India: Manufacturing consent - rape verdicts reflect social prejudice

Source: 
South Asia Citizen's Wire
What is it about rape that the judiciary cannot restrict itself to delivering verdicts about the guilt of the accused, but makes observations on the complainant's behaviour, her moral character and her marriage prospects?
Three recent judgments are indicative of this disturbing trend; they reflect and legitimise a social prejudice against rape survivors.
The most recent is the judgment on the rape of a nurse by an employee of the Shanti Mukund Hospital in east Delhi. On May 3, additional sessions judge of Karkardooma court, Justice J M Malik deferred his judgment by a day and ordered the victim to reply to a preposterous proposal by the rapist to marry her. The young nurse understandably refused to marry the man who in September 2003 had raped her and gouged out one eye. She instead demanded that the most stringent punishment be meted out to him.

Justice Malik, delivering his verdict of life imprisonment, called the rapist's marriage proposal "false, frivolous and mischievous" and observed that it was made with the mala fide intention to evade punishment. Inexplicable, then, is the judge's decision to entertain this proposal, withhold his judgment and consider reduction in sentence were the "proposal" to be accepted.

The pressures brought to bear on women subjected to rape and sexual assault are evident in the formulation of the proposal. The rapist is projected as helping the victim live a proper life. It is unlikely that a judge would remotely consider a proposal by a car thief that he marries the owner of the car so that they can both share the car.

Such attempts to exploit a rape survivor's vulnerability are not few and far between. In a recent case, the lower court in Mumbai seemed convinced that the resolution of a rape case lay in marriage. The acquittal of a rapist by Mumbai sessions court judge B C Singh on May 3 would border on the absurd were it not so tragic.

In a case that dated back to August 2003, the judge acquitted the accused after the trial was almost complete and the ground prepared for his conviction.

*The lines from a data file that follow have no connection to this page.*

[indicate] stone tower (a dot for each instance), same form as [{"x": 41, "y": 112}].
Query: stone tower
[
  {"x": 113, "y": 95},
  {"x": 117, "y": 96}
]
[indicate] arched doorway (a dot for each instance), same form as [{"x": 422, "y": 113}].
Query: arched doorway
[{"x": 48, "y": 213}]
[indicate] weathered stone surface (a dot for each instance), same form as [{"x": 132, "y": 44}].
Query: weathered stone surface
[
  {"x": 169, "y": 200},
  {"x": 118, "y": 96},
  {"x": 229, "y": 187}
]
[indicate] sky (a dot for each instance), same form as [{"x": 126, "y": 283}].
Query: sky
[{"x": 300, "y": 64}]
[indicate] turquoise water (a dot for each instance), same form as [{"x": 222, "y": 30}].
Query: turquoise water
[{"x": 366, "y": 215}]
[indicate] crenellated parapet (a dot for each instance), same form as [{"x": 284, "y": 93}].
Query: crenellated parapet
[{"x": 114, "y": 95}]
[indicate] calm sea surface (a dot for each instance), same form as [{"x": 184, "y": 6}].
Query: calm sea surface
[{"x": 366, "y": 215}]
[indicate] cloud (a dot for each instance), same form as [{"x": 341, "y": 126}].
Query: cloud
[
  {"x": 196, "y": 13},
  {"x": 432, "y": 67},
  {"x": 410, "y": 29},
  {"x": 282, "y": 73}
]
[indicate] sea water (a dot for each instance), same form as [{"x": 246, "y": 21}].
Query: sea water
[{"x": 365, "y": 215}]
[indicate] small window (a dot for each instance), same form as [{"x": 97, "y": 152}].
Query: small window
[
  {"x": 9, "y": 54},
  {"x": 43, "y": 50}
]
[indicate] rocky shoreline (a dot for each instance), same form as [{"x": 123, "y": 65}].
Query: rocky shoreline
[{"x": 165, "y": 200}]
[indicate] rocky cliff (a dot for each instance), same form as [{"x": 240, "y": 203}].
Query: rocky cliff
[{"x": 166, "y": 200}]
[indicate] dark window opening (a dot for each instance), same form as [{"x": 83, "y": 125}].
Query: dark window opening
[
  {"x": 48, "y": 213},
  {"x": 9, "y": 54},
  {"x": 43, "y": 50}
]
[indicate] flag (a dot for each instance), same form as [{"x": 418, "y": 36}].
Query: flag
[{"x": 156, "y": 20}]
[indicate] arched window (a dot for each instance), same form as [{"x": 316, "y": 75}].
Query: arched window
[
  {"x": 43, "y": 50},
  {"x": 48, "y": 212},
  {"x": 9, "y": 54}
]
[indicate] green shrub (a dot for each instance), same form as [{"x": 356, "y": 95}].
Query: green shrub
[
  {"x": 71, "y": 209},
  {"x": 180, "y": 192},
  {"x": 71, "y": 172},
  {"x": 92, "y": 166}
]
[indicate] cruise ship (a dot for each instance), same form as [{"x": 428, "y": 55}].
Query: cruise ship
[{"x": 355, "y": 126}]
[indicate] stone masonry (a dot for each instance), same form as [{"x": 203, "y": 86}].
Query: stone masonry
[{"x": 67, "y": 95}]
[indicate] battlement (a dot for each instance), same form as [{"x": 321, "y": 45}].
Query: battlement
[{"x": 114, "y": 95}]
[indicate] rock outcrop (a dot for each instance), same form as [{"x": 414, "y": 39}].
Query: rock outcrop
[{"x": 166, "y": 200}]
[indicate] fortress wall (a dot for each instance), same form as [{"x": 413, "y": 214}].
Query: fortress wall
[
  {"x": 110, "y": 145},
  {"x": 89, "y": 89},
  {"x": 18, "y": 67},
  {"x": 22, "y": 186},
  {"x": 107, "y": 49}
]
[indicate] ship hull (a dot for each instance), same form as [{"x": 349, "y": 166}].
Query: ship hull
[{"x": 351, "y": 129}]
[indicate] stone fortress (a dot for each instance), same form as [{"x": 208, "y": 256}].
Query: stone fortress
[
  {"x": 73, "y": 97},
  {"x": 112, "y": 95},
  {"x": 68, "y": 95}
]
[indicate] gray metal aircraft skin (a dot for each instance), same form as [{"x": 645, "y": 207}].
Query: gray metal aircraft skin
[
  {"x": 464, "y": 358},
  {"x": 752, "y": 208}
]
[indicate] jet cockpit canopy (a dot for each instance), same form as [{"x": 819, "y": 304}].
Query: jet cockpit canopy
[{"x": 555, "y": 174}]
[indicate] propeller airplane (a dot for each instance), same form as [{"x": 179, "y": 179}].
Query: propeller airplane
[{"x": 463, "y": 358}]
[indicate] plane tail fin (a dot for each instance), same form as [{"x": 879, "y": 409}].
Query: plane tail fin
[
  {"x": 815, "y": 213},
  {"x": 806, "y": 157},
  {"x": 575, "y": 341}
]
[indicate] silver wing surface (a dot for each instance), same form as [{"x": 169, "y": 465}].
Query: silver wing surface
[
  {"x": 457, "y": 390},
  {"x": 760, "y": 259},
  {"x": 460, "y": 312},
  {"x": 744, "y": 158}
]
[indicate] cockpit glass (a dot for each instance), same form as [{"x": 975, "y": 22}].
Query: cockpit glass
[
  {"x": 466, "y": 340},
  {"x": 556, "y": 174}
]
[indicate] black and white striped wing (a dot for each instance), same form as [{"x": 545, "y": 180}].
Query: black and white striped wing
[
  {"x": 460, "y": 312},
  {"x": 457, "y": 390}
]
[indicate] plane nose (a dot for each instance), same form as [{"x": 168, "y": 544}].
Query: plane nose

The judge reportedly (TOI, May 5) offered a police escort to the marriage party so that the accused did not flee the scene. What milord, of the evidence in the case establishing the proof of rape?

When patriarchal values determine the nature of judgments, who will hold judges accountable? In the infamous Suryanelli case, involving a minor girl who was abducted and gangraped by several men for about 40 days, Kerala high court judges decided that the girl was of a "deviant character" because she "squandered" Rs 450 given to her for her hostel fees, and subsequently tried to pawn an ornament to make up the deficit. Thus, according to the learned judges, the girl was not a "normal innocent" girl, and the court could not be expected to "swallow her version".

On January 20, 2005, justices K A Abdul Gafoor and R Basant of the Kerala high court exonerated all but one of the 36 accused in the case. The court's disbelief in the lack of the girl's consent led them to question "whether it was rape at all".

The girl, according to the judges, on returning home after her "escapade" was attempting to wish away all "consensual sexual intercourses." She was apparently "attempting to place the blame for her unfortunate predicament on the shoulders of all with whom she had sexual intercourse by making convenient omnibus assertions that they were all rapes".

Let us for now not go into the double standards in society whereby a girl who has consensual sex is considered to be in an "unfortunate predicament", whereas a man in a similar position can boast about his sexual prowess and invincible manhood. Let us, instead, delve into the assumptions made by judges while delivering their verdicts.

The high court judges found it fit to overturn the lower court convictions of 35 of the 36 accused, because the victim, in their opinion, could have "escaped at any time". Disregarding the trauma of sexually abused women who have been held captive, especially by politically powerful men, the court inferred from this that she was willing to go with the accused. The sole judicial conviction was not for rape, but for procuring a minor and using her for prostitution.

The judgment in the Suryanelli case is all the more disturbing as it is the first of several cases of sexual abuse and rape to be decided in the Kerala courts. Such judgments could set dangerous precedents in cases of sexual crime, particularly when mechanisms to ensure judicial accountability are not in place.

One can only hope that the Supreme Court, where the Suryanelli matter is now likely to come up, is more tuned into the harsh realities of women fighting for justice in cases of sexual violence.

As for matchmaking, that is a task best handled by marriage bureaus.

by Laxmi Murthy
The writer is with Saheli, a women's organisation.